Battu dans les urnes, le gouvernement parvient néanmoins à mettre en œuvre sa politique de réduction des salaires et de baisse des dépenses sociales, pendant deux ans. Une longévité extraordinaire, qui tient à un fait majeur : le soutien de la gauche sociale-démocrate. Elle défend face aux nazis une politique du « moindre mal » – ce qui semble paradoxal, puisque cette même politique nourrit le vote nazi. Dans une résolution votée le 3 octobre 1930, le SPD fustige à droite le « mouvement fasciste des nazis » et à gauche « le parti communiste », accusé de diviser la classe ouvrière.

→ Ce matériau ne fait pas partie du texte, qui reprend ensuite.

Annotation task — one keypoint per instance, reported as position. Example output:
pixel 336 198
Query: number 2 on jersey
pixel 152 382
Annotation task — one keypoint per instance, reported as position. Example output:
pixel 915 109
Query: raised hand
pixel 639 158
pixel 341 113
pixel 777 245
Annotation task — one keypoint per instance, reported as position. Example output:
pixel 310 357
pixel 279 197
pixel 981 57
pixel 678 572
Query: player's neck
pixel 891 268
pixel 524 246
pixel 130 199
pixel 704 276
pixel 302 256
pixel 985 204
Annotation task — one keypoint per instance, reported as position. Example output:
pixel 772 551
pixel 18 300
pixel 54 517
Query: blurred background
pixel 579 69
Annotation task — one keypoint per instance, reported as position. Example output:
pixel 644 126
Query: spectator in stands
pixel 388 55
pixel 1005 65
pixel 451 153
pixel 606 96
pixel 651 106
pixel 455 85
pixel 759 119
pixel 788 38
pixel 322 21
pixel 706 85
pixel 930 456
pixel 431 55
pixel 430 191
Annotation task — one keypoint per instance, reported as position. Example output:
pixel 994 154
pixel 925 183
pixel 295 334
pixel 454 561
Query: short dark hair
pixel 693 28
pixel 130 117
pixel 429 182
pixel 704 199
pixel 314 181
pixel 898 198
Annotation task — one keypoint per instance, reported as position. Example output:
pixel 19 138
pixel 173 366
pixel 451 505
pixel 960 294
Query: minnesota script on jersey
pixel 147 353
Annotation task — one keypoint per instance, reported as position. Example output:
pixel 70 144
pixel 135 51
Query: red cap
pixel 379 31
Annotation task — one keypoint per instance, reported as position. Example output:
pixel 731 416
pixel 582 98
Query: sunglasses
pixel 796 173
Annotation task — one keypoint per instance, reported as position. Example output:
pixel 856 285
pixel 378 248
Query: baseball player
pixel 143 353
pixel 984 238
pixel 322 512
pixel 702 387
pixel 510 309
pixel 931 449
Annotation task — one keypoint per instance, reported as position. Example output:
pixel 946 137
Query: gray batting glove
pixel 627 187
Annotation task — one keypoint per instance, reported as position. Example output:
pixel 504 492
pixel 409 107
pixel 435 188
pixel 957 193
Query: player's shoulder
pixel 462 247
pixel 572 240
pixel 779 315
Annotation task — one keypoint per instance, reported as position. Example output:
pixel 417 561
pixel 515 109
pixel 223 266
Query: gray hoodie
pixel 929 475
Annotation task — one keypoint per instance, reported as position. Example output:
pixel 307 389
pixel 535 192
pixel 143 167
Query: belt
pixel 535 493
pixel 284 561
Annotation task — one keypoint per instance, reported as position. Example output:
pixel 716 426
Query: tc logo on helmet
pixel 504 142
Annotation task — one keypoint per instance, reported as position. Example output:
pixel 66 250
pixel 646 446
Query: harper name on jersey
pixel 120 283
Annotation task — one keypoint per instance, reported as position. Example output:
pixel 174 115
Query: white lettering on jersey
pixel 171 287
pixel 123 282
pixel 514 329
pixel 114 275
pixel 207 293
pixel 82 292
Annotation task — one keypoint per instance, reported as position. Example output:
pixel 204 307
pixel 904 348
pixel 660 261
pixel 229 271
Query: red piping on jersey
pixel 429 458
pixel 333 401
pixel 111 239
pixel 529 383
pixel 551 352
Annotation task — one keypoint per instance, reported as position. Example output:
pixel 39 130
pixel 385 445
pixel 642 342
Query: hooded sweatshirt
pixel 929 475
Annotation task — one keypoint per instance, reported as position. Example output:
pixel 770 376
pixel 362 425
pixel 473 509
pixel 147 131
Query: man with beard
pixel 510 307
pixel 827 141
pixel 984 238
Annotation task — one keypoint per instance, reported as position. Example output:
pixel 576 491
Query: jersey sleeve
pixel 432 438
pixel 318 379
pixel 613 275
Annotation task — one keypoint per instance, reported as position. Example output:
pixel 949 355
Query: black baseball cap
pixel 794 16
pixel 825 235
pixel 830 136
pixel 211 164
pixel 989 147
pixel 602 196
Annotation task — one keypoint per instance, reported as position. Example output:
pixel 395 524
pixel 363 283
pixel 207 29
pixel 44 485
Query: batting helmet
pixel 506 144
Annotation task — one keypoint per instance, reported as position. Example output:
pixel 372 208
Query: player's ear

Cherchant des alliances, Brüning songe à faire entrer trois ministres nazis au gouvernement. Mais l’obsession de Hitler pour « l’extermination des communistes, des socialistes et des forces réactionnaires » le refroidit quelque peu. L’alliance avec les nazis au Reich attendra, mais pourquoi ne pas former un tel gouvernement au niveau des États fédérés (Länder) ? Ainsi, le Chancelier écrit dans ses mémoires :

« Pour ne pas trancher les fils déjà tissés (…), je me déclarais disposé à faire en sorte que le NSDAP et le Zentrum puissent former des gouvernements dans les Parlements des Länder, partout où cela serait arithmétiquement possible, et ce, dès cette première phase de rapprochement entre nous. » (p.49)

Cette ligne politique est décisive : en décembre 1932, les nazis gouvernent dans cinq Länder, dont trois dirigés par la droite et le centre. Ces coalitions régionales servent à la fois de vitrine et de laboratoire à l’extrême droite – en matière de politique intérieure notamment. Elles participent aussi, selon Chapoutot, à une « habituation réciproque entre droite et extrême droite » qui rend crédible l’hypothèse nazie.

Finalement, celui qui précipite la chute de Brüning est le même que celui qui l’a porté au pouvoir : Hindenburg. Et l’une des raisons est révélatrice des préoccupations de l’ancien maréchal prussien devenu président du Reich : les intérêts agrariens, un enjeu social majeur de l’époque.

Brüning propose une réforme agraire, visant à redistribuer les terres inexploitées de l’Est, pour les lotir et permettre aux habitants des villes de s’installer à la campagne, réduisant ainsi le chômage. Cette proposition touche un point sensible : la propriété terrienne des Junker, ces seigneurs de l’Est, dont fait partie Hindenburg et dont toute la sociabilité du Président est imprégnée : c’est ce projet de réforme qui scelle le sort de Brüning et marque le début de l’ère Papen – qui promet, lui, de mener une politique largement favorable aux intérêts privés mais aussi peu répressive à l’égard des nazis.

HINDENBURG
Hindenburg dans son domaine de Neudeck (1932). « Paul von Hindenburg, président de la république de Weimar depuis 1925, dirige de plus en plus, à partir de 1930, à l’aide d’un cercle restreint de conseillers. Ensemble, ils impriment un tournant autoritaire à la République, voire rêvent de sa liquidation. Ce sont eux qui, après avoir cherché à empêcher Hitler d’arriver au pouvoir, vont l’y placer. Ici, de gauche à droite : Franz von Papen, Wilhelm von Gayl, Paul von Hindenburg, Kurt von Schleicher. De dos, Otto Meissner.© SZ Photo / Scherl / Bridgeman Images » (Chapoutot, Johann, et al. Le monde nazi: 1919-1945. Tallandier, 2024.)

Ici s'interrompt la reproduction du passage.